Culp, the company's first external CEO who replaced John Flannery on Oct. 1, will receive an annual base salary of $2.5 million, with a target annual bonus of $3.75 million, and is entitled to up to $15 million in equity awards beginning in 2019.
He is also entitled to a one-time performance share unit grant of between 2.5 million shares and 7.5 million GE shares if the company's stock price rises between 50% and 150%, based on the highest average closing price over 30 consecutive trading days from his first day as CEO until Sept. 30, 2022. There will be no performance share unit award for stock price appreciation of less than 50%.
All told, "nearly 90% of his annual pay will be at risk," a GE spokesperson wrote in an email, adding, "Larry is a proven executive with a long track record of superior execution, and the board's package to attract Larry is overwhelmingly tied to performance."

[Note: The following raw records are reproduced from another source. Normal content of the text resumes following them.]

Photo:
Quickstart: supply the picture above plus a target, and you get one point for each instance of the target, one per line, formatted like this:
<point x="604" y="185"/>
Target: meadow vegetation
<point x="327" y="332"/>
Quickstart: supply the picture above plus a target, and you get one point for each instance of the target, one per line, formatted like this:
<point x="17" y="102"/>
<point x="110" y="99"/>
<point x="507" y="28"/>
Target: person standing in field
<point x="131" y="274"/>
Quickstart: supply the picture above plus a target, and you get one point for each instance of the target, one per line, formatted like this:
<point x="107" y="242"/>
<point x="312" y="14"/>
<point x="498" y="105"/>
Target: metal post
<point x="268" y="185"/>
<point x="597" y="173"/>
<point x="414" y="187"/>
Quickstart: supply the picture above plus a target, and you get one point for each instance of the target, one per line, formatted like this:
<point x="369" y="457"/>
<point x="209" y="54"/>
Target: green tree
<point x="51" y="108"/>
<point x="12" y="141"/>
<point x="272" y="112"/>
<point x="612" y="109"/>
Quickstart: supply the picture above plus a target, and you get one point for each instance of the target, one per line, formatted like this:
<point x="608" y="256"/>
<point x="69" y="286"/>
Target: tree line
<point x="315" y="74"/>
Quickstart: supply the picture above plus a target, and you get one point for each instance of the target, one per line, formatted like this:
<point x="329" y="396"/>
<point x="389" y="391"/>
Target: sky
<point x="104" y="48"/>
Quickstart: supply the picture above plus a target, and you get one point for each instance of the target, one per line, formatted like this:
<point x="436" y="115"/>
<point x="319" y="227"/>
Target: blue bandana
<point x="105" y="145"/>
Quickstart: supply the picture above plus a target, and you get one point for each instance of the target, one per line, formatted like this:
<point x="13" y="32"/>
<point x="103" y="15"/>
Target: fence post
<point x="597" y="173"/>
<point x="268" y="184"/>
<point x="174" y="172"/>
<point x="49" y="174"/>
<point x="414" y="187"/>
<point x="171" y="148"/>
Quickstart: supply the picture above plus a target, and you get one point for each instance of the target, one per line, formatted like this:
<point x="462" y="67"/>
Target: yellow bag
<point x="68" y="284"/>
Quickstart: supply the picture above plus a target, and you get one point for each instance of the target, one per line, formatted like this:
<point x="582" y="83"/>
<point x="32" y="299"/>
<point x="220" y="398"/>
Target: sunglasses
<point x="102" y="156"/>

While CEO of Danaher Corp. from 2000 to 2014, Culp grew the company through acquisitions, while its share price rose more than 400% over the period.
GE is on a different path, undergoing a program to sell assets and narrow its focus on certain sectors, such as aviation, power, and renewable energy, according to Joshua Aguilar, an equity analyst at Morningstar. But Aguilar told S&P Global Market Intelligence that he believes Culp may need up to three years before any measures he takes translate into a higher stock price.
GE shares have dropped from $13.61 on Oct. 8 to $6.71 as of Dec. 12.